Few Ontarians would recognize this depiction of their province as a hotbed of racial discontent. But whatever may have been the real state of race relations in the province, the most striking aspect of Lewis's report was his consistent disregard for evidence. The Ontario Public Service, far from discriminating against visible minorities, had afforded them significant opportunities. The Ontario government's 1993 report on employment equity indicated that as recently as 1986, visible minorities made up less than 9% of the province's working age population. But by 1991, they comprised nearly 13% of provincial employees. Obviously, many were recent appointees — and yet there was little difference between the earnings of visible minorities and other employees. How this could have led to the “crisis of faith” reported by Lewis is a mystery.

It is also interesting to note that a 1991 census by the Toronto Board of Education found that Asian students, many of whom were first-generation immigrants, outperformed white students. Visible minorities were well represented in university enrolment and on their way to becoming a majority at the University of Toronto.

Lewis continued to castigate Canadians for their discriminatory behaviour. Six years ago, addressing a meeting of the Canadian Association of Provincial Court Judges, he claimed that not only had Canada abandoned the poor, but that visible-minority Canadians continue to be the poorest of the poor. Yet Lewis was wrong: Overall, visible minorities who were born in Canada do at least as well, on average, as other Canadians.

Lewis particularly singled out black Canadians whose high levels of poverty, he said, reflected “racism, pure and simple.” But analysis shows that their poverty actually results from elevated high-school drop-out rates and the large number of single-parent families.

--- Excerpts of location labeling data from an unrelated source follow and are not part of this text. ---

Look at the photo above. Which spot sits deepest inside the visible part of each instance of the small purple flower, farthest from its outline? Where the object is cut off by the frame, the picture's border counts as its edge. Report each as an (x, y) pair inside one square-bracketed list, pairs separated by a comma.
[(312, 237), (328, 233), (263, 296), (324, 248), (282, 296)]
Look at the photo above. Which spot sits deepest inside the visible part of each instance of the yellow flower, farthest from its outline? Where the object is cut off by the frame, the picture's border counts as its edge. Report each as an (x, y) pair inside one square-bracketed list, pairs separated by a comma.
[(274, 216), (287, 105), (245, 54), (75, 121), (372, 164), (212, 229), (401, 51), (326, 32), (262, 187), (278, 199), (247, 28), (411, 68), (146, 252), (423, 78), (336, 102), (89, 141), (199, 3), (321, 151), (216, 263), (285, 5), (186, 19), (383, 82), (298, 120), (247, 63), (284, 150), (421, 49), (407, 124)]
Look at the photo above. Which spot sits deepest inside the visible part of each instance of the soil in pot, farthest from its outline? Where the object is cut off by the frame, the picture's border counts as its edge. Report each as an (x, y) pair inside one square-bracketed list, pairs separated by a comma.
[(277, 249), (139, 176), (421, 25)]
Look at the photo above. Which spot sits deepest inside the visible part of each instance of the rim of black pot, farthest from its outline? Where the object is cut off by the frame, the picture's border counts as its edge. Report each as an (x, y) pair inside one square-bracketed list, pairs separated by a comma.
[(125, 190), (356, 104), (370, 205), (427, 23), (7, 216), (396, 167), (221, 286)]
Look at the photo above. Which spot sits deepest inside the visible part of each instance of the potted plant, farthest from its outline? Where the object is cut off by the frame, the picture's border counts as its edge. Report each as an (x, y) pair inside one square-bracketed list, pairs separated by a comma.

In short, Lewis has been one of the leading proponents of the view that “institutional racism” is everywhere in Canada –a ubiquitous scourge that systematically oppresses minorities. (His spouse, former Toronto Star columnist Michele Landsberg, has also championed this theory. In one noteworthy statement, she blamed the bungled Bernardo investigation on racism, declaring, “If that guy had been black, they would have been on it in a flash. Racism helped kill those girls.”)

Lewis's latest pronouncements against corporate racism display his customary preference for finger pointing over careful analysis. Fulminating about AIDS in Africa Lewis spent far more time denouncing the West than addressing the social mores and endemic corruption that facilitated the rapid spread of the disease. In his latest outburst, Lewis referred to “the vile slander that Africa is too corrupt to support.” In reality, the financial cost of the venality of African leaders not only exceeds the total flow of aid into the continent, it ensures that much of that aid is wasted.

In other words, Lewis is a man who sees racism behind every problem — even if the data show otherwise. Whatever the merits of corporations spending shareholders' money on social causes, they would be ill-advised to do it on the basis of race-based guilt trips served 0up by Stephen Lewis.

martinloney@aol.com

– Martin Loney is the author of The Pursuit of Division: Race, Gender and Preferential Hiring in Canada.